A preference for the individual over community keeps the tether of moral values firmly staked to a concern for the benefits and risks to the self. If altruism plays any part, then it’s in the form of what the communitarian philosopher Philip Selznick calls ‘bounded altruism’ (The Moral Commonwealth, 1994). Here the outreach of individuals extends to familiars and fellow members, but not to strangers or outsiders. The reciprocal turnaround of value back to the individual needs to be fairly short in order to justify one’s investment, charity, or sacrifice on behalf of others. Generally speaking, commitments of this kind to strangers or outsiders do not bring reciprocal value to the benefactor – a liability for which American capitalism offers compensation in its provision of tax write-offs for donations.
On the other hand, when community is before (i.e., in front of the lens of) the individual, a responsibility to the greater good sets constraints around individual rights. This doesn’t mean that individuals can be arbitrarily stripped of property and freedoms whenever it serves the collective interest, which is how individualists often paint the problem.
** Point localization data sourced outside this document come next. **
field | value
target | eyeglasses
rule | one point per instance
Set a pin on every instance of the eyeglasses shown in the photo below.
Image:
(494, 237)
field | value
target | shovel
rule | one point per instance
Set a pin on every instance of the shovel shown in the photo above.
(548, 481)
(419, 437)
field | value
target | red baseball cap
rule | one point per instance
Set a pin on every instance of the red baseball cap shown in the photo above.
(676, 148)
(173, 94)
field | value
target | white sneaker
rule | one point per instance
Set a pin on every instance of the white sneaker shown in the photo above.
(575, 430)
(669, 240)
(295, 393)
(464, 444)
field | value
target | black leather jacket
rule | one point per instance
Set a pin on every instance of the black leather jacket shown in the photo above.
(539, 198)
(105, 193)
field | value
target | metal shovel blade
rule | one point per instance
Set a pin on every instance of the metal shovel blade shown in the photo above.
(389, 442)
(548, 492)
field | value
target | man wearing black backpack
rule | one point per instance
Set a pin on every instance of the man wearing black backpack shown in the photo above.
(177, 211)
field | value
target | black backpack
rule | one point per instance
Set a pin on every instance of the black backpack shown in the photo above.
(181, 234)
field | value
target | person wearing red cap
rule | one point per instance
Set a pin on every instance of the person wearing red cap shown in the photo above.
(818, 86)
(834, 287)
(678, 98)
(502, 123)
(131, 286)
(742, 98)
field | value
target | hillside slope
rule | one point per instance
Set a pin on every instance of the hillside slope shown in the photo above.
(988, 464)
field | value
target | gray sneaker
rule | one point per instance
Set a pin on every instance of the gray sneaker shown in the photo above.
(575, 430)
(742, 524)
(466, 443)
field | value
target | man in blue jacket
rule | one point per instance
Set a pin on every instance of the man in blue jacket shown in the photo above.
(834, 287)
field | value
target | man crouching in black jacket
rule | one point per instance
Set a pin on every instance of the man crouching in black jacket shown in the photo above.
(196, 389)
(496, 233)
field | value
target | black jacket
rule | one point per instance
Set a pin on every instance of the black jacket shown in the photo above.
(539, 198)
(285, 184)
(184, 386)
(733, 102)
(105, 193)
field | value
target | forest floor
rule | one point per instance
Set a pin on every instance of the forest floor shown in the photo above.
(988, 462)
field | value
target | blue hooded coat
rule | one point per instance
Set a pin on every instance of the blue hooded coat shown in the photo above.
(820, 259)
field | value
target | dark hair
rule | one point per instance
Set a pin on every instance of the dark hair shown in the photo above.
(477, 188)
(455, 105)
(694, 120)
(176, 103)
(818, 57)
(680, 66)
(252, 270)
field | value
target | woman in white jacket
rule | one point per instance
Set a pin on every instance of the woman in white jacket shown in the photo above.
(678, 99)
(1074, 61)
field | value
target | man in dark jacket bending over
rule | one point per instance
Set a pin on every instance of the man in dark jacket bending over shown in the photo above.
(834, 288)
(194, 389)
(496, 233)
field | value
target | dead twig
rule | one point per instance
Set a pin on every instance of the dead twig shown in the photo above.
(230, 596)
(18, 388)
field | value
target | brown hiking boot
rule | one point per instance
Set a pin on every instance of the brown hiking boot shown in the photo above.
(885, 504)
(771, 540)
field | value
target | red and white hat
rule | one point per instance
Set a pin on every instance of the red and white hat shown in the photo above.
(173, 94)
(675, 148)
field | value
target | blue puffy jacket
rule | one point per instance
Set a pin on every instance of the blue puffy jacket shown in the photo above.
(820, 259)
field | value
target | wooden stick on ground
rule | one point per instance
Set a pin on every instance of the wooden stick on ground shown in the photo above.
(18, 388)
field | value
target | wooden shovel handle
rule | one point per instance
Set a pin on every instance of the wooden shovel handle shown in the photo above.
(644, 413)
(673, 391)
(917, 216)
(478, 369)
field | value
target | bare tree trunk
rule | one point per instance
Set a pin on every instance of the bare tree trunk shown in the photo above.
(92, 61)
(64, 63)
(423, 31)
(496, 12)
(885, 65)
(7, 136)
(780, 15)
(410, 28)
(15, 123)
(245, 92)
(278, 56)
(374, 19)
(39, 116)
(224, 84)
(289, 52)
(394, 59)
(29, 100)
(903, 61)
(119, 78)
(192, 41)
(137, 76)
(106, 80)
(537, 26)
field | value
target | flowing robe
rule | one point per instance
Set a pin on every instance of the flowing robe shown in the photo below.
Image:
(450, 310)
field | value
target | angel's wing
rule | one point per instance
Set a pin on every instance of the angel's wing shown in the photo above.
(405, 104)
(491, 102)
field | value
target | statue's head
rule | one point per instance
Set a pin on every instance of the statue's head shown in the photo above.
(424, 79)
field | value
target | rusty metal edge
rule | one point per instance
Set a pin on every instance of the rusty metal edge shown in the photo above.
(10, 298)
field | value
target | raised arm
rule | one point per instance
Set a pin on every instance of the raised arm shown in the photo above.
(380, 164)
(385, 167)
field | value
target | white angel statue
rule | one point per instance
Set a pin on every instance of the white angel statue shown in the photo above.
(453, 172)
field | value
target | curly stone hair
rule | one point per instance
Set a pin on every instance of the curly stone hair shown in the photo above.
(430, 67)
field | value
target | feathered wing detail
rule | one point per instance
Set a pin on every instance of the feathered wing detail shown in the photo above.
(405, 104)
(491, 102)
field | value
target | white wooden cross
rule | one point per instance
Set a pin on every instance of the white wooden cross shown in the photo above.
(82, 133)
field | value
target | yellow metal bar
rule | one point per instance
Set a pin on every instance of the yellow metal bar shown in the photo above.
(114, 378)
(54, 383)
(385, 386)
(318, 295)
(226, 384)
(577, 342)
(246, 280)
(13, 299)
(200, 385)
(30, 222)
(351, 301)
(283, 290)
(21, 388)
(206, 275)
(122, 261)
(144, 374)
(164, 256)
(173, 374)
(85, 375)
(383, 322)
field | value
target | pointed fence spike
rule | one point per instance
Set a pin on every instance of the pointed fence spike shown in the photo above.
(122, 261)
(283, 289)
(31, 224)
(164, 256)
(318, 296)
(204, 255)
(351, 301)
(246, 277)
Granted, when the collective is really little more than an aggregate of individuals under the control of a dictator or special-interest bureaucracy, the individual – particularly those at the bottom or outside the circle of power – is, we might say, perfectly expendable. History has shown this time and again.
So obviously we need to be more careful in the way we define ‘community’. It is decidedly not merely a synonym for the collective, that essentially disconnected aggregate of individuals mentioned above. A community (literally “together as one”) represents a qualitative shift in consciousness where the self-other reciprocity and competition of capitalism is transcended (included and surpassed) in the experience of empathy, advocacy, and communion. The individual is not subtracted or subordinated, but rather honored and lifted into this higher consciousness of community life.
Again, in my post The Great American Divide I made a case that democracy, as the second seedbed tradition beneath our American worldview, is based on a philosophical preference for the community over the individual. For Jefferson and other framers of the US Constitution, this order of priority meant that individuals are not essentially competing units of self-interest; rather they are self-transcending agents in the synergy of ‘a more perfect union’. With its emphasis on our individual responsibilities to the community, this tradition of American liberal democracy insists that our rights as individual citizens are only defensible within a larger culture where individuals work together for the common good.
So what I earlier called the ‘great American divide’ turns out to be a fundamental dilemma posed to each of us. As we step into our creative authority, it is up to us to decide which of these lenses has priority to the other. Each commitment provides some counterbalance to the other, and in their tension is where we must construct a life of meaning.